— Дурак, остапенков забыл! Чур, теперь не считается, раз ты встрял!
Остапенки, по слухам, были беспощадны к инородцам, а инородцами были все, кто не мог чисто произнести украинское слово «паляныця».
У них были эрудиты, способные аргументировать притязание Украины на какую угодно территорию, вплоть до канадской автономии. И у них были веселые хлопцы, готовые отстаивать эти притязания безо всяких там летописей и раскопок. Возможному оппоненту вежливо предлагали произнести проверочное слово и в случае неудачи приглашали с поклоном:
— Прошу пана до гилляки!
Теперь они за пятьдесят километров. Но, войдя в Одессу, на первой попавшейся акации они могли бы развешать представителей каких угодно наций, кроме греков, — да и то потому, что одесскими греками в свое время озаботился лично товарищ Сталин.
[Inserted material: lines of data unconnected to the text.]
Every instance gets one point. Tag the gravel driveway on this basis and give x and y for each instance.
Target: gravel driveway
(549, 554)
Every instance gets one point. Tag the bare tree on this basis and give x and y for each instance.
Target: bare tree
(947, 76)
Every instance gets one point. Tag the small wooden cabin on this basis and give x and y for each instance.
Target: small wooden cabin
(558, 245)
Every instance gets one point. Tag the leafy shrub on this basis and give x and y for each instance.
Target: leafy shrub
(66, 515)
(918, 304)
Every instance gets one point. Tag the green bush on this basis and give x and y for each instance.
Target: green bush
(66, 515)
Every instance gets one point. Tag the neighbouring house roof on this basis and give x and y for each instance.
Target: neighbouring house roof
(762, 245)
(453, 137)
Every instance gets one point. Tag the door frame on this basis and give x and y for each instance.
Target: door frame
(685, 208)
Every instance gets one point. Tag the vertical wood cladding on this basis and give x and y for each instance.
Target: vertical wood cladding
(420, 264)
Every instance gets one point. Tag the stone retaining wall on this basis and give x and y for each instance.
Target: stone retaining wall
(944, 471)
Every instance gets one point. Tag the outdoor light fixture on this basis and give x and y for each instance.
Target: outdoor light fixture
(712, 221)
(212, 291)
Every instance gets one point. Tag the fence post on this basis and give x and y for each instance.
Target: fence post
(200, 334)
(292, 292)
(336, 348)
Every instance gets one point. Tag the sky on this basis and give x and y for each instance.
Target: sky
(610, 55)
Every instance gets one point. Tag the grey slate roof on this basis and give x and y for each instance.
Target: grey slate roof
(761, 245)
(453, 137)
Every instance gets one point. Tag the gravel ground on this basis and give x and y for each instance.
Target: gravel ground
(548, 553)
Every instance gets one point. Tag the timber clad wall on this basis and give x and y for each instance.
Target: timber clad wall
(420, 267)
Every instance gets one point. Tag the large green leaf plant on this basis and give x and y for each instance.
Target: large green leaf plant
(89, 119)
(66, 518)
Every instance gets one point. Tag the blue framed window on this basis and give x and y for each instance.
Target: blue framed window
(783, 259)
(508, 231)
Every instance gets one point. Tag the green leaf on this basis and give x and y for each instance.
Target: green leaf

Тетя Маня рассказала, что уже открылись частные курсы Абрама Соломоновича Мендельсона. Он учил произносить «паляныця» интенсивным методом, а плату принимал водой. За обучение детей он брал вдвое меньше, но не из альтруизма, а из уважения к честному бизнесу: детские группы обучались вдвое быстрее.
По словам тети Мани, был и расширенный курс, где кроме ключевого слова изучались популярные проклятия и нелестные пожелания. Они были призваны окончательно убедить экзаменаторов в невиновности испытуемого.
— А ты, тетя Маня, записалась?
— А нащо мени, сим болячек твоему батькови в печинку, в жидив ридний мови вчытыся?! — отрезала тетя Маня. И пораженная Любка так никогда и не поняла: с утра ли успела шустрая бабка пройти интенсивный курс или умела так выражаться с безгрешной юности.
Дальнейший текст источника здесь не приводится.